2.2. Treatment System Operation
2.2.1. Graywater MABR-RO System with Recycling Tank
The graywater MABR effluent was pumped through the RO system at a constant RO module inlet pressure of 45 psi with a flow rate ranging from 6 to 1.8 L/h. The RO permeate was collected in a separate conical tank, while the brine from the RO module was recycled back to the feeding tank. The system was operated until 90% of the influent was collected in the RO permeate tank. The remaining 10% (brine) was transferred to the distillation system, and after each batch of MABR effluent was processed, the RO system was flushed with 10 L of permeate. This flush water was reprocessed in the next RO run. The system processed either one or two days of MABR effluent per batch. The RO module pressure, permeation rate, and recycle rate were monitored and recorded manually and periodically for each batch (Figure 2A and Figure 5).
2.2.2. Graywater MABR-RO system with Membrane Filtration Module (MFM)

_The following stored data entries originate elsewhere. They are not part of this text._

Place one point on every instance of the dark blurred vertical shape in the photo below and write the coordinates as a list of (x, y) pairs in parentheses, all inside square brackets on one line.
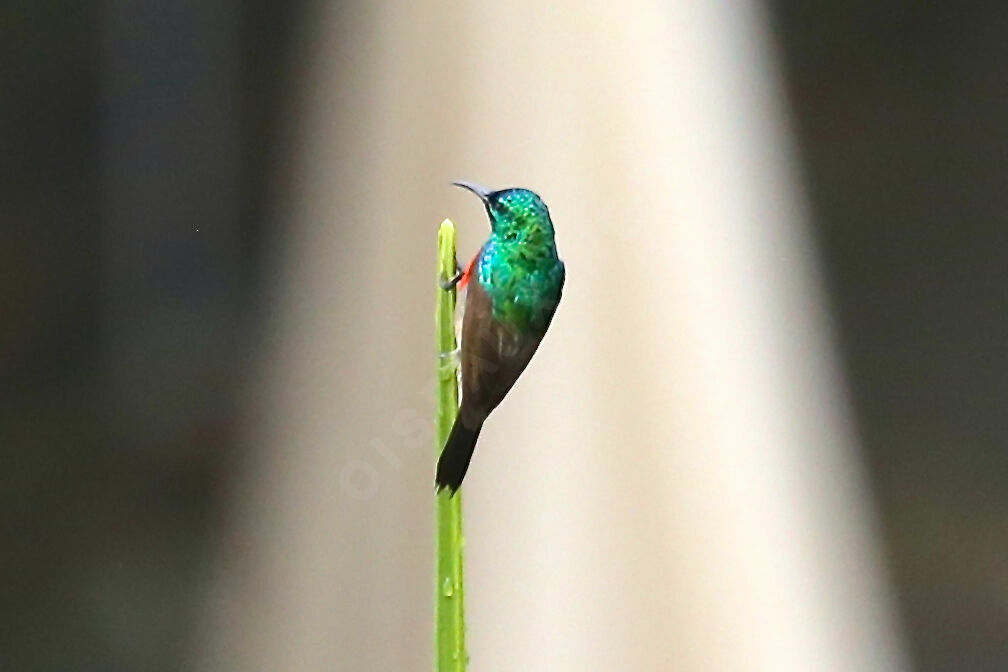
[(48, 294), (171, 187)]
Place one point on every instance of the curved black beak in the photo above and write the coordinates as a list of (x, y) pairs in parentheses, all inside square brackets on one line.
[(482, 191)]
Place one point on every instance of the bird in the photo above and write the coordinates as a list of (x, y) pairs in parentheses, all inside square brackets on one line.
[(513, 287)]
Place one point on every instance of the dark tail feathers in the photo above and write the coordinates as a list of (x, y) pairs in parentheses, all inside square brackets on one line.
[(455, 457)]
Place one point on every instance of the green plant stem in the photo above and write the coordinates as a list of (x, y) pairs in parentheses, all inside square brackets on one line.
[(450, 621)]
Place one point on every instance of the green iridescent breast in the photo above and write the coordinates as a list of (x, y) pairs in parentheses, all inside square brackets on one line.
[(518, 267)]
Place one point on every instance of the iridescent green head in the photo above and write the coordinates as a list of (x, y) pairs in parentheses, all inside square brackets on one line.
[(514, 213)]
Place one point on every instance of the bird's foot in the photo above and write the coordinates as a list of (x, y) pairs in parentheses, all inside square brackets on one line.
[(449, 283), (450, 362)]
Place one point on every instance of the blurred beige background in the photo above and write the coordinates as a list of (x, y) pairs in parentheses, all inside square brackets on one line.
[(673, 484)]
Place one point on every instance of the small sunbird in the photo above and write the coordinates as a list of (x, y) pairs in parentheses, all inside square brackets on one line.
[(513, 286)]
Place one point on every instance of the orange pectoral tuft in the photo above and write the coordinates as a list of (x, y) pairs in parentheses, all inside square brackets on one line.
[(468, 273)]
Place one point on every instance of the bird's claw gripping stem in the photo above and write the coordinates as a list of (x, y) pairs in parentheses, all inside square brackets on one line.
[(450, 362)]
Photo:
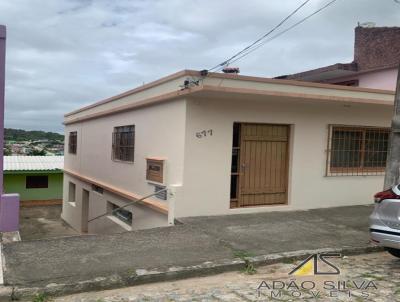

Figure 6 shows the ZeeWeed ultrafiltration hollow fiber membrane configuration. The ZeeWeed hollow fiber membranes form a physical barrier to solids, bacteria, and viruses. As wastewater flows through the pores and into the membrane fibers, the solids, bacteria, and viruses are blocked, letting only the treated wastewater pass through to the system. After finishing the evaluation of configuration A, the ZeeWeed membrane filtration modules (MFMs) were installed in the graywater MABR effluent zone. A peristaltic pump was connected to the MFM’s effluent side to suck the MABR effluent through a hollow fiber membrane at a desired flux (57.6 L/m2.day). The graywater MABR was fed in the same way as mentioned above daily, and effluent was discharged through the MFM system at a desired volume (41.5 L/day). The permeate was collected continuously in a clean tank, and 100 mL of permeate was back-flushed every hour for one minute. The MFM modules were also connected to an air pump, which was continuously operated to provide coarse bubble scouring of the outside surface of the membranes. The collected permeate (41.5 L) was processed through the RO system once per day, as described above, at a flow rate ranging from 6.6 to 2.23 L/h. Only the DOW membrane was tested for this experiment.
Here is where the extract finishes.